Kota Residents Risk Beatings to Deliver Food to Children

According to an eyewitness account from inside the Emmanuel Hope Center Orphanage, sympathetic Hindu citizens of Kota are still risking beatings to deliver aid to children held under siege by anti-Christian terrorists. The B&B Media Group writes that cash for food purchases is desperately needed for the 2,500 children because local government officials illegally froze the orphanage bank accounts last month. By telephone interview, staff members inside the besieged compound said that they were encouraged by calls and visits yesterday from the U.S. Embassy and unofficial representatives of the central government in New Delhi. There is food for another week, said the sources, but it is risky for people to help the children because the radicals are intent on using food shortages to force the Christians to abandon the orphanage and hospital. Emergency food money for the children and legal expenses for the orphanage staff are being collected at the Hopegivers International website, www.hopegivers.org. Eight American volunteers continue to work at the Kota orphanage and hospital although all the senior administrative staff of both institutions has been forced to carry out their work on an underground basis. “We have no plans to leave,” said American volunteer Frank Gilbert. “We are virtually being held prisoner here by the radicals. It’s not safe to go outside of the compound.”

Europe Shrinks from Health-Religion Research

A story in Science & Theology News indicates that the chasm between scientific research and theology in Europe has begun to close - slowly. Scores of university institutes and medical associations are gathering to see how the two fields might help each other.

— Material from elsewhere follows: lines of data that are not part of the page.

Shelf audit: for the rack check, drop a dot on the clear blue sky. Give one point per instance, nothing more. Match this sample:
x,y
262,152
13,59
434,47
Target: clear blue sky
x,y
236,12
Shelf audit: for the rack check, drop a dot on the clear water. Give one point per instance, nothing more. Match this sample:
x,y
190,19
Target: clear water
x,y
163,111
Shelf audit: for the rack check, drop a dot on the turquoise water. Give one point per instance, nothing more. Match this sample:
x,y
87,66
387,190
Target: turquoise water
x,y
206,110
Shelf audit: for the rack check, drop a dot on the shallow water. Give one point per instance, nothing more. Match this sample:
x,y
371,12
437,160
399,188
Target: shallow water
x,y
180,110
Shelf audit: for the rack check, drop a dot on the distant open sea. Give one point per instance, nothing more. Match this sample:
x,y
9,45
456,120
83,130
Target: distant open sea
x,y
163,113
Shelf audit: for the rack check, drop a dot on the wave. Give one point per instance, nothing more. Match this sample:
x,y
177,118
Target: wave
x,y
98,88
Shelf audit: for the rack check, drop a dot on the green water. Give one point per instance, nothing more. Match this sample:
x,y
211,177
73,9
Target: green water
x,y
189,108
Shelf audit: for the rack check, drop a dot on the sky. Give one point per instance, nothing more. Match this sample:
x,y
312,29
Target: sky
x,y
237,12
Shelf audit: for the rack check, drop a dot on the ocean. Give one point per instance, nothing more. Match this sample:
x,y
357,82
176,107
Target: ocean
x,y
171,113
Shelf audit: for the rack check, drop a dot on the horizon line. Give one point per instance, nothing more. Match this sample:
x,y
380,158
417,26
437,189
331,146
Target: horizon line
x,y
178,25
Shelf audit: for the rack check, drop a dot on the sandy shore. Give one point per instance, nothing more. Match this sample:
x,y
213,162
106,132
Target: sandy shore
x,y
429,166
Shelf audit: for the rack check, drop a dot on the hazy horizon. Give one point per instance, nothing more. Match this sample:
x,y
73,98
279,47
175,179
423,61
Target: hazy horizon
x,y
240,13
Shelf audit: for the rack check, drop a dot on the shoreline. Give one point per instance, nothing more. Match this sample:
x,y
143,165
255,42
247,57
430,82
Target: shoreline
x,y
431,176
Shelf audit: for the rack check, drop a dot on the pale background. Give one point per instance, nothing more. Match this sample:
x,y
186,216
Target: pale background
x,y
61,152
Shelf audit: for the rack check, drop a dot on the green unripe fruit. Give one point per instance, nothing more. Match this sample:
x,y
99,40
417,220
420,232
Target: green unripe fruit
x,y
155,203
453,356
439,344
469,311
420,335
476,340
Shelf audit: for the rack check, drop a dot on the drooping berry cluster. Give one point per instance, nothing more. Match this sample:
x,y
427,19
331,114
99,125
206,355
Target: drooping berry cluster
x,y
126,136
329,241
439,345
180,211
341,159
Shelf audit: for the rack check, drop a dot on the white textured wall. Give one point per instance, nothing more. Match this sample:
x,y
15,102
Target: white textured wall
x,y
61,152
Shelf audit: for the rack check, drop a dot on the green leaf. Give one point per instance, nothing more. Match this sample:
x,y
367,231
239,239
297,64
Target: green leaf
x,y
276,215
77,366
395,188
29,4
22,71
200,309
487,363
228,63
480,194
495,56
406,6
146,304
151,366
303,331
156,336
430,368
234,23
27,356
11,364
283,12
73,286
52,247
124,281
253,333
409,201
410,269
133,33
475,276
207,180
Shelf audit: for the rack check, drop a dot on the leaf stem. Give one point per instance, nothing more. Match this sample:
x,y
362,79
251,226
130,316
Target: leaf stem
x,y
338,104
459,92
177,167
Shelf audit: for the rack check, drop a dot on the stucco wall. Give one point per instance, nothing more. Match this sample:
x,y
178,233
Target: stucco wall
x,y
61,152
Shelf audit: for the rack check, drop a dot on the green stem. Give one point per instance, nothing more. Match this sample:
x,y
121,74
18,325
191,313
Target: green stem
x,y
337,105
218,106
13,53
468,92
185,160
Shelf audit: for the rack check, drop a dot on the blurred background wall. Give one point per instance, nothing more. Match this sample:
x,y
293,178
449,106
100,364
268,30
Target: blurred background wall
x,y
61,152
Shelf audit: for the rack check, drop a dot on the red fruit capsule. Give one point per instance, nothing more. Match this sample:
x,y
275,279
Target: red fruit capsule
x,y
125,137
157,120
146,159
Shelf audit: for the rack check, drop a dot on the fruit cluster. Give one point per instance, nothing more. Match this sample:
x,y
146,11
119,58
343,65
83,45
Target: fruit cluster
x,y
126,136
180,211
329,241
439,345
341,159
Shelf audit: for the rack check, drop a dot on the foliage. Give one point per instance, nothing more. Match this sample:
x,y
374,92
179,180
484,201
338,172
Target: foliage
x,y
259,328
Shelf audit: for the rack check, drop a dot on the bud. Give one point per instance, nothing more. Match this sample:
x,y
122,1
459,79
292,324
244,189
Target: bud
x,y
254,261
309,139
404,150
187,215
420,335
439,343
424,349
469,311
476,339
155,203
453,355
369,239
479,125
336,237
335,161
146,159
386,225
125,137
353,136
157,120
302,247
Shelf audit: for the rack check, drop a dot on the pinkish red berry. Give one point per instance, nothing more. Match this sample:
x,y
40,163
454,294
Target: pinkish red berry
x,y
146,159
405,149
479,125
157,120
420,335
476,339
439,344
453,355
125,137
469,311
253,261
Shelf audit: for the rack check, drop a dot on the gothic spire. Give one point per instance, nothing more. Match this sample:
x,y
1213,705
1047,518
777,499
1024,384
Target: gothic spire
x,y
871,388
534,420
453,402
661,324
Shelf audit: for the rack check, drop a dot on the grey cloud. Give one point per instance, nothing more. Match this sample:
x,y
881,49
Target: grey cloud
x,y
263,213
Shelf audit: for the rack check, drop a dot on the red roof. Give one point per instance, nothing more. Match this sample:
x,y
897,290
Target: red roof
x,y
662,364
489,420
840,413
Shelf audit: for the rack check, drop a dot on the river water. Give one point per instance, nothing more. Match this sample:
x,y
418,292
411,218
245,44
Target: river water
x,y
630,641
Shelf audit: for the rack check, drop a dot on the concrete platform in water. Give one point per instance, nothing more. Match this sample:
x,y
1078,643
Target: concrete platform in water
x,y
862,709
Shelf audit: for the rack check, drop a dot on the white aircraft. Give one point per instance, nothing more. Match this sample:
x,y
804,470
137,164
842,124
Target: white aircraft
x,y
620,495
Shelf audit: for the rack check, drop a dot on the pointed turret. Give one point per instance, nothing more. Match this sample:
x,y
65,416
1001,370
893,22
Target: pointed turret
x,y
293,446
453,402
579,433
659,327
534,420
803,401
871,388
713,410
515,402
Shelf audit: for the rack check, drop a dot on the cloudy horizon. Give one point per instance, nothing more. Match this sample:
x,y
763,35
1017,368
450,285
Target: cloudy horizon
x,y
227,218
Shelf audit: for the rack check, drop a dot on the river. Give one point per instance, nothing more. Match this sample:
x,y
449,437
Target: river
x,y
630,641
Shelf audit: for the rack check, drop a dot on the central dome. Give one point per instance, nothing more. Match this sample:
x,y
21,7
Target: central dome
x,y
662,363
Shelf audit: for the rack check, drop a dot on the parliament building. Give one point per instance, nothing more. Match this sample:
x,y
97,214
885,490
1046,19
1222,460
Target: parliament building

Progress is slow, however, as an increasingly secular Western Europe and a post-communist Eastern Europe continue to resist any efforts that smack of church and state collaboration. Candid discussions concerning religion and medical science take place but never in a formal research environment, said Lucija Fabijanic, a recent graduate from Croatia’s University of Zagreb Medical School. Ukraine’s National University boasts a newly formed East-Ukrainian Center of Science and Religion. Its charge is to eradicate communism’s legacy of “aggressive atheism in the public consciousness and in the sphere of interrelations between science and religion.” Likewise, in 2002, Estonia’s University of Tartu founded the Collegium of Science and Religion to revive the “tradition of science and faith dialogue that was forgotten during half a century of imposed atheism.”. The collegium has long-term plans to conduct empirical studies, but immediate plans only include seminars, colloquiums and college courses. Across Europe, empirical research has been conducted primarily in the areas of mental health and ethnography, but the research has taken place in isolated institutional pockets and with little academic or media fanfare. In Sweden’s Karolinska Institutet, for example, religion and science are only rarely mentioned in the same breath. Of the 2,814 dissertations published since 1995, only half a dozen mention the words together.